Pulmonary Mucormycosis
Pulmonary infections due to fungi of the order Mucor
are quite rare yet are associated with a poor outcome. In a recent
review of pulmonary mucormycosis, risk factors listed for development
of the infection include organ transplantation, renal failure,
diabetes mellitus, and hematologic cancers.17 Patients
infected with pulmonary mucormycosis (zygomycosis) usually present
with symptoms similar to invasive aspergillosis, although the sinuses
and upper respiratory tract are more often involved.

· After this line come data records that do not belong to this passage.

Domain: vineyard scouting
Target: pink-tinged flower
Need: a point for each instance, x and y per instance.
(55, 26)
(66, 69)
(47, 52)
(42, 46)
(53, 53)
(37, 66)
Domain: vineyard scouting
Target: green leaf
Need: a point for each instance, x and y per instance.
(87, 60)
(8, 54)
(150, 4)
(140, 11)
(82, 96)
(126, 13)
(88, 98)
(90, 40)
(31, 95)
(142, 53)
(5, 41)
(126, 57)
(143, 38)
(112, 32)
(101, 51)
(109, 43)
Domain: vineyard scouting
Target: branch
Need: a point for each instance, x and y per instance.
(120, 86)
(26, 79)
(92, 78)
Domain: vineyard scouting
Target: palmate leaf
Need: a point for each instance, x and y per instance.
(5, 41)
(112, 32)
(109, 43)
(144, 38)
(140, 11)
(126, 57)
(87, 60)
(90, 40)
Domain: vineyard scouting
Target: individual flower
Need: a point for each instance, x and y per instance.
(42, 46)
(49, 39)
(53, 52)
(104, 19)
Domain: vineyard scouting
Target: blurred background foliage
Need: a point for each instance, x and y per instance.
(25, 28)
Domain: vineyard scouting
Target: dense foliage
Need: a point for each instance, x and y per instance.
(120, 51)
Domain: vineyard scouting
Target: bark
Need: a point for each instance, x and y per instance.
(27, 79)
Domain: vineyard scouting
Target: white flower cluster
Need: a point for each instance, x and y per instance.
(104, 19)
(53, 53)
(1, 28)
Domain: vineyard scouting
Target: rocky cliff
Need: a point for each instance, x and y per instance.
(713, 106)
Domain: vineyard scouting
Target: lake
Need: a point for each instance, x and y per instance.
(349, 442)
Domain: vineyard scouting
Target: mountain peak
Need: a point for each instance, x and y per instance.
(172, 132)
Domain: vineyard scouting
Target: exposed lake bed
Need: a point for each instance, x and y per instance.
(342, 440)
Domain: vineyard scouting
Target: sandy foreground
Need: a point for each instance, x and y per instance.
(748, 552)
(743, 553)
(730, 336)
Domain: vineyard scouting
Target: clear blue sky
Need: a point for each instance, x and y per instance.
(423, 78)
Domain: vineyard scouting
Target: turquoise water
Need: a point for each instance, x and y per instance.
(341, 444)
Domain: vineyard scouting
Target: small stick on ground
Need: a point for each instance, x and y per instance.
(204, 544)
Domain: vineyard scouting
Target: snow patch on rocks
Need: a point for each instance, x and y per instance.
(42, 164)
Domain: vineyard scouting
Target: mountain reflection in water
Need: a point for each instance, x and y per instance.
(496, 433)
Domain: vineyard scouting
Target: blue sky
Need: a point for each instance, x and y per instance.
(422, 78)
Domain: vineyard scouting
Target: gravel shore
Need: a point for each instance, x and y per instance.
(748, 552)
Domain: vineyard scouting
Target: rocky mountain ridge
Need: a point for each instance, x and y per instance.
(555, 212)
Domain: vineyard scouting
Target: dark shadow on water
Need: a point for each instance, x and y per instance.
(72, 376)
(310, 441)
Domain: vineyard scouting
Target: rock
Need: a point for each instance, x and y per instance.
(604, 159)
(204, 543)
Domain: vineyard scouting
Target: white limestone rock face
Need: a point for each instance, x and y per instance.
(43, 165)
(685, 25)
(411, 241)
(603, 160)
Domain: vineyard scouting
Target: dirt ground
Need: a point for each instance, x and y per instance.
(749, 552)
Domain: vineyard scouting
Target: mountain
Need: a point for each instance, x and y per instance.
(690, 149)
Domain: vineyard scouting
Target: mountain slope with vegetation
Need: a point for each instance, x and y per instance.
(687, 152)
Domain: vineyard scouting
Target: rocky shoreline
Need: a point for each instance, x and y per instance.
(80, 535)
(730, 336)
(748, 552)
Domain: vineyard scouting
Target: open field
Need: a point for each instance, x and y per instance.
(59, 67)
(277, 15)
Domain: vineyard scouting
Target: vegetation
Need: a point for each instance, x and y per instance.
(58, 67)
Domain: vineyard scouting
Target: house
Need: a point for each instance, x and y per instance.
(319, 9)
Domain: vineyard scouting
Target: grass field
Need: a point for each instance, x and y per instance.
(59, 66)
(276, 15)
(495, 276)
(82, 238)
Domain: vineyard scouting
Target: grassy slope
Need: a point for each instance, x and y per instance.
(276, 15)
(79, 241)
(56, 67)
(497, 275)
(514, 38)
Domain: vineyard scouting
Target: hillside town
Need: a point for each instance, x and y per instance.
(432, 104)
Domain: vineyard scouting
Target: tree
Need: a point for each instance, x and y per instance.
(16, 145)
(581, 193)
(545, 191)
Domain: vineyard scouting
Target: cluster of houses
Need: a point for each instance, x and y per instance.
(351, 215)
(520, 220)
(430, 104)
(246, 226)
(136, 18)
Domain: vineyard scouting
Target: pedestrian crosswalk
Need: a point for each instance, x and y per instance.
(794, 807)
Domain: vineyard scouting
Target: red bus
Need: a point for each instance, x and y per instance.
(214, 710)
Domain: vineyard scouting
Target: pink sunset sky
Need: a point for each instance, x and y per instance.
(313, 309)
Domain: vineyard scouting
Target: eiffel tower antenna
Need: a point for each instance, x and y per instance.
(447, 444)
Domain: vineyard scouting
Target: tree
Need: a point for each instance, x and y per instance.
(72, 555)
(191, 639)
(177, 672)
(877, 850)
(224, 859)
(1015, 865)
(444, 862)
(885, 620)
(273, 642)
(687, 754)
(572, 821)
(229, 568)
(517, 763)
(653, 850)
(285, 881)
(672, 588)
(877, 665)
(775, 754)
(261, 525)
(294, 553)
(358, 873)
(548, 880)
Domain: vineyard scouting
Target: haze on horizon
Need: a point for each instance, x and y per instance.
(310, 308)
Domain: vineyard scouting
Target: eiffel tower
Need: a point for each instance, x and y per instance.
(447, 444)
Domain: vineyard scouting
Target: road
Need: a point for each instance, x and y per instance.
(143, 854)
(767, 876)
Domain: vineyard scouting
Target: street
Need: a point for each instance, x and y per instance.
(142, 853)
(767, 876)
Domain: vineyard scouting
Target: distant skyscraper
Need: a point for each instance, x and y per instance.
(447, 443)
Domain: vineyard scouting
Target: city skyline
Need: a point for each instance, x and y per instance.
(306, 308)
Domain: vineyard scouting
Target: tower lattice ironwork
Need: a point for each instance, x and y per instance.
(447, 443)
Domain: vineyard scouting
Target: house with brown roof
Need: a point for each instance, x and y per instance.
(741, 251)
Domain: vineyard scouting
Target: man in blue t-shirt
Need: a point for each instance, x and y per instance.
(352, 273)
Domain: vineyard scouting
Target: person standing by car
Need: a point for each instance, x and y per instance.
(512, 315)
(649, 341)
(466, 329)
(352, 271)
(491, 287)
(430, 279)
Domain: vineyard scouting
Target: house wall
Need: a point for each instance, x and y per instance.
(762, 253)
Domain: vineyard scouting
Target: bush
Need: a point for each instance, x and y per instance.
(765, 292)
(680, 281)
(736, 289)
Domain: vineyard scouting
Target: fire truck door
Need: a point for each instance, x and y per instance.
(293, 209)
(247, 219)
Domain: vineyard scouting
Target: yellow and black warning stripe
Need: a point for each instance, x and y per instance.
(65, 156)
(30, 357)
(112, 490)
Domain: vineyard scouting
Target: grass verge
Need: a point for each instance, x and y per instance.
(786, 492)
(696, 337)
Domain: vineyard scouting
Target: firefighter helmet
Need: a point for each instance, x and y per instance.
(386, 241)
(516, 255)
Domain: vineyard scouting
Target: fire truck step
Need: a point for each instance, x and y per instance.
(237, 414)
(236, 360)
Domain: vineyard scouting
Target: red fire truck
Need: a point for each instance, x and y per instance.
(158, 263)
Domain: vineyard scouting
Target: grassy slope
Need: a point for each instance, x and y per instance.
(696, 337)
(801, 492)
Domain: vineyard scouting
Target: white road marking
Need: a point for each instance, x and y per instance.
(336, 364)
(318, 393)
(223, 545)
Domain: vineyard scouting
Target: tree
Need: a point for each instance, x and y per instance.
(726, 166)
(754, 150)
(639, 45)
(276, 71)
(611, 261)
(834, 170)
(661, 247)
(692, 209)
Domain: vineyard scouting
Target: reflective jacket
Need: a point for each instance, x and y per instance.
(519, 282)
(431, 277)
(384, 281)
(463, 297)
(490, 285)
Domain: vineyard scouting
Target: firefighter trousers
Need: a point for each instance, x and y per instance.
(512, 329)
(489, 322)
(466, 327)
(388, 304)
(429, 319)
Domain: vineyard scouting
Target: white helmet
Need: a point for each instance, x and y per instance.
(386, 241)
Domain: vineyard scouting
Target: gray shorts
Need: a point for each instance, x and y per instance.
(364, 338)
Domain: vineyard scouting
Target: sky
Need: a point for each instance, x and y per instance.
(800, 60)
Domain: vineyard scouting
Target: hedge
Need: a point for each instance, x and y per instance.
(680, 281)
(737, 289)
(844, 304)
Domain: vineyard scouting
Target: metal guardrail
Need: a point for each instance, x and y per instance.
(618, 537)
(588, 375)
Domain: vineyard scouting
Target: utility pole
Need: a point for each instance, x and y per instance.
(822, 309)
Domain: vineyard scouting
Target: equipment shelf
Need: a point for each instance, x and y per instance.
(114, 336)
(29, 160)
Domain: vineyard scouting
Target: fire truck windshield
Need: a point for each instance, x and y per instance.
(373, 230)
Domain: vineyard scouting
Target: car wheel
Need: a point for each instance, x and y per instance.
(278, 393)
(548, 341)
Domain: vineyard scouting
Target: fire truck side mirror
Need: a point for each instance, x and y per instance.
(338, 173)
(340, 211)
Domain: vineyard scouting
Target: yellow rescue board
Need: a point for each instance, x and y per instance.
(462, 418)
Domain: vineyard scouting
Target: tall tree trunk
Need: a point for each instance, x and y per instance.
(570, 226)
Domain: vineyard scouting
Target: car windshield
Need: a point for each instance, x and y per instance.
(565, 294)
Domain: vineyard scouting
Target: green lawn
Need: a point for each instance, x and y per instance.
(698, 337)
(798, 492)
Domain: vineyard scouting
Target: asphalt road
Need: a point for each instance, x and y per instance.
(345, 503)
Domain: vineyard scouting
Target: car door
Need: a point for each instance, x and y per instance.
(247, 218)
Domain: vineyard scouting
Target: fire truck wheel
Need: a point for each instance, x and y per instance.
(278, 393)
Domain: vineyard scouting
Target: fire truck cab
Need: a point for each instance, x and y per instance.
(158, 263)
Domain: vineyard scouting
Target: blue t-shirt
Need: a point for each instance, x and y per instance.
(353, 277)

Treatment of pulmonary mucormycosis is with high-dose
AmB, up to 1 mg/kg/d. Surgical excision may be required in cases
of massive hemoptysis. Prognosis of patients with pulmonary mucormycosis
is poor despite medical and surgical therapy.
Pseudallescheriasis
Pulmonary infections due to Pseudallescheria boydii are
unique in their rarity and in their treatment. Pseudallescheriasis
pulmonary infections are histologically and clinically similar
to aspergillosis, and may even present as a fungus ball.18 Diagnosis
rests on culture of the organism from infected tissue. Pseudallescheriasis
is unique in that it is resistant to AmB. Historically, the antifungal
agent of choice for this rare infection has been miconazole. However,
because IV miconazole is not available in the United States, oral
itraconazole 400 mg/d is recommended (this usage is not approved
by the Food and Drug Administration).19 Surgical excision
may also be required, especially in cases of life-threatening hemoptysis.